Do franchisees have a right of renewal?

Although there is no legal obligation for the franchisor to renew the franchise agreement, it is nevertheless mandatory under Section 3.4(g) of the Franchising Act to include renewal conditions in the agreement. It is therefore necessary to specify clearly such conditions in the contract.

On what grounds may a franchisor refuse to renew?

Provided that the renewal conditions are set forth in the agreement, franchisors generally refuse to renew because of the poor experience they have had with the franchisee. This may be because the franchisee breached the provisions of the agreement, or failed fulfil its obligations to pay the royalties or other amount due. Another reason may be that the franchisee did not meet the franchisor’s expectations.

How are renewals of franchise agreements usually effected? Do any formal or substantive requirements apply?

The parties are free to determine the renewal conditions. If the parties decide to renew the agreement, they are free to change some conditions provided in the franchising agreement. For example, the franchisor can increase the amount of the royalty, or change the targets to reach.
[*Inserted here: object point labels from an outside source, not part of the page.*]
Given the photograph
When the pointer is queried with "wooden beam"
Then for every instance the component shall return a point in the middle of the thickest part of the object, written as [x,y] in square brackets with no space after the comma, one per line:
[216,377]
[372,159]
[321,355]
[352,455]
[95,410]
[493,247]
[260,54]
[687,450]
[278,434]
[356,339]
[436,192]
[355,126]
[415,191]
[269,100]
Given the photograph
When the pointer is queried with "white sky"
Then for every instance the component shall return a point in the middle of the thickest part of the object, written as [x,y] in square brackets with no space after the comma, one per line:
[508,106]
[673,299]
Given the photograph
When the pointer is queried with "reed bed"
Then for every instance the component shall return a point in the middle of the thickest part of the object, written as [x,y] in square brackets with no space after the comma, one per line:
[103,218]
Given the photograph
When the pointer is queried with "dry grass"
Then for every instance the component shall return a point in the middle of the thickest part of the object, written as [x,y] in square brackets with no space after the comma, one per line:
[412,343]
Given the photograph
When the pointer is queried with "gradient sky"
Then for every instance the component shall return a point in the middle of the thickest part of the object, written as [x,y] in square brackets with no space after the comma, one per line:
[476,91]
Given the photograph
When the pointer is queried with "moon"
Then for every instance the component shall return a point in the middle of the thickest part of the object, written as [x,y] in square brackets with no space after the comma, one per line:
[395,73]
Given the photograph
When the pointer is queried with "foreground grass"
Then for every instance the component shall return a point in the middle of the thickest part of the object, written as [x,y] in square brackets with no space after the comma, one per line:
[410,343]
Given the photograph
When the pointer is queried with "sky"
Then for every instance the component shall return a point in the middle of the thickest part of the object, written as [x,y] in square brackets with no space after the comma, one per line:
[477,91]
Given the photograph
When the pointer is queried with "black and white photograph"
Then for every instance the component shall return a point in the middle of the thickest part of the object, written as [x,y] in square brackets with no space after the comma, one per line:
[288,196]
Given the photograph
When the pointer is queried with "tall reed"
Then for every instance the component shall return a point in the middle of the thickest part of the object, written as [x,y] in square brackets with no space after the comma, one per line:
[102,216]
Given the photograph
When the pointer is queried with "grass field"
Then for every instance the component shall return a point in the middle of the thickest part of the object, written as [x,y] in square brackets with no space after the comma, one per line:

On what grounds may a franchisor terminate a franchise agreement? Are any remedies available to franchisees in this regard?

A franchisor may terminate a franchising agreement in case of default or non-performance by the franchisee of its contractual obligations. If the breach is considered serious, termination is usually granted to the franchisor. A ‘serious breach’ could be a default in payment of the fees or royalties, the violation of any exclusivity rights on the product or the non-compliance with the franchisor’s standards. Since these breaches can be subject to interpretation, the agreement should list clearly the situations in which the franchisor can terminate the franchise relationship. The franchisee should in turn be fully aware of its obligations under the franchising agreement, so as to avoid the risk of termination. However, where the franchisee deems that the franchisor terminated the agreement unlawfully, it can challenge the termination before a court, preferably after first trying to find a settlement with the franchisor.